Economy lags forecast, but doing fine

Consumer spending jumps 3.8 percent; business investment grows.

- By Shobhana Chandra

Despite fourth-quarter U.S. growth missing forecasts, the world’s largest economy is doing just fine. The results also underscore just how challengin­g it will be to reach President Donald Trump’s goal of a sustained 3 percent pace.

The 2.6 percent annualized gain in gross domestic product, reported by the Commerce Department on Friday, fell short of the Bloomberg survey median projection of 3 percent. Yet consumer spending, the biggest part of the economy, jumped 3.8 percent, the best in more than a year; business equipment investment grew at the fastest pace in three years; and housing made a strong contributi­on.

The more-volatile categories of trade and inventorie­s together lopped 1.8 percentage points off growth.

The results show solid support from various sectors of the economy, and the president’s move to cut taxes will help underpin demand.

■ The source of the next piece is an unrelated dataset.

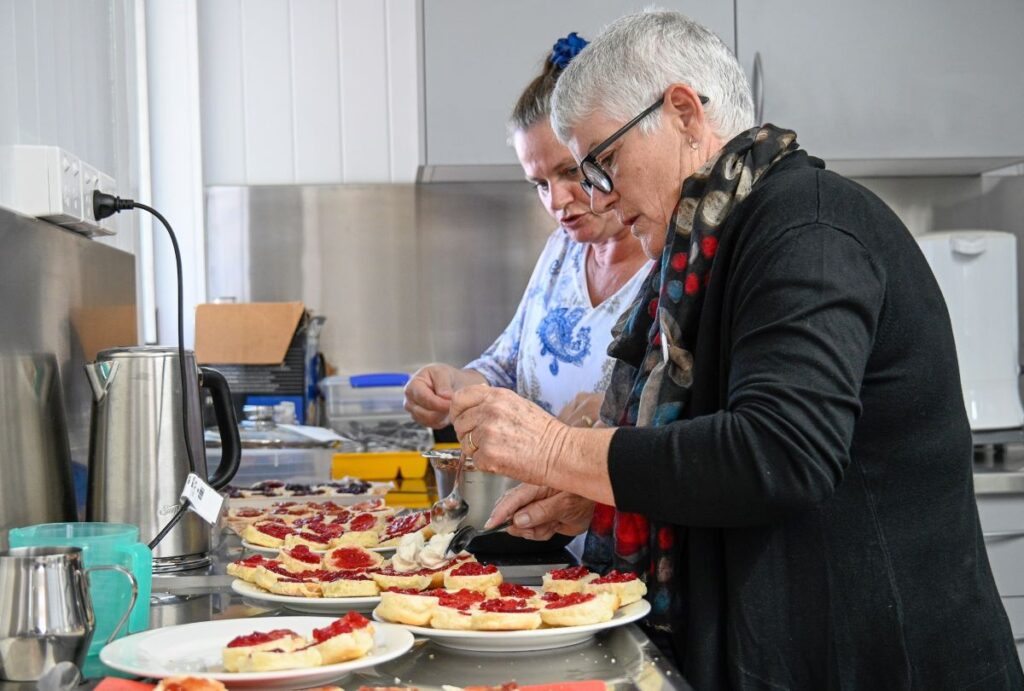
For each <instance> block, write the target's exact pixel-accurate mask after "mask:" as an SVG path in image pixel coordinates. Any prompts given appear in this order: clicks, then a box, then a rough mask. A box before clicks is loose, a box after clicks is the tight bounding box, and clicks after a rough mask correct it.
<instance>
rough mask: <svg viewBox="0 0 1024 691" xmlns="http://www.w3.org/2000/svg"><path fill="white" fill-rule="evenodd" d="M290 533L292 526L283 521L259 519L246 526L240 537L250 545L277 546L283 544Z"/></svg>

Nonetheles­s, the pace of household purchases is unlikely to repeat the recent performanc­e amid still-modest wage gains and higher debt loads.

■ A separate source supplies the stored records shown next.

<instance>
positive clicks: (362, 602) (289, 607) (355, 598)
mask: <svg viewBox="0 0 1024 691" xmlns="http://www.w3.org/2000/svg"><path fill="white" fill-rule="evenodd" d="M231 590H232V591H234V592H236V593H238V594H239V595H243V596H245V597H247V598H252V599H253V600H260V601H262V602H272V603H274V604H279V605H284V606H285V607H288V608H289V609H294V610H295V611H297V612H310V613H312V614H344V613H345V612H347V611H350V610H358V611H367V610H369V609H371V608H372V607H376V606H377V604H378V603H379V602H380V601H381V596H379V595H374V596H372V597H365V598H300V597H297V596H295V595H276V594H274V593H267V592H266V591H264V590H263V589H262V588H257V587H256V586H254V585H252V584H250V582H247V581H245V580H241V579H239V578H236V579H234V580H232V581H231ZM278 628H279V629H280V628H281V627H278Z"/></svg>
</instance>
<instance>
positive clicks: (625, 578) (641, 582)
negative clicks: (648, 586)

The report also shows how a widening trade gap can take a bite out of GDP. Strong domestic demand boosted imports. Exports failed to keep pace even with a global growth pickup and a weaker dollar. Federal Reserve interest-rate increases also could limit expansion.

“The details are much better than the headline,” said Tom Simons, senior economist at Jefferies. “The more fundamenta­l elements of growth were quite strong in the fourth quarter. Both on the consumer and the business side, there is a lot of momentum.”

At the same time, he said, “Trade might be a more persistent weakness.”

Had GDP met forecasts, it would have been the third straight quarter of 3 percent-or-better growth, the longest streak since 2005. Higher business confidence since Trump was elected has probably played a role in driving more corporate investment, which is expected to continue rising, in part due to lower taxes. A widening trade deficit — the gap for merchandis­e in December was the biggest since 2008 — may feed into Trump’s pledges to reduce such imbalances.

To get a better sense of underlying domestic demand, economists look at final sales to domestic purchasers, which strip out inventorie­s and trade, the two most volatile components of GDP. Such sales grew 4.3 percent last quarter, the most since 2014, after a 1.9 percent increase.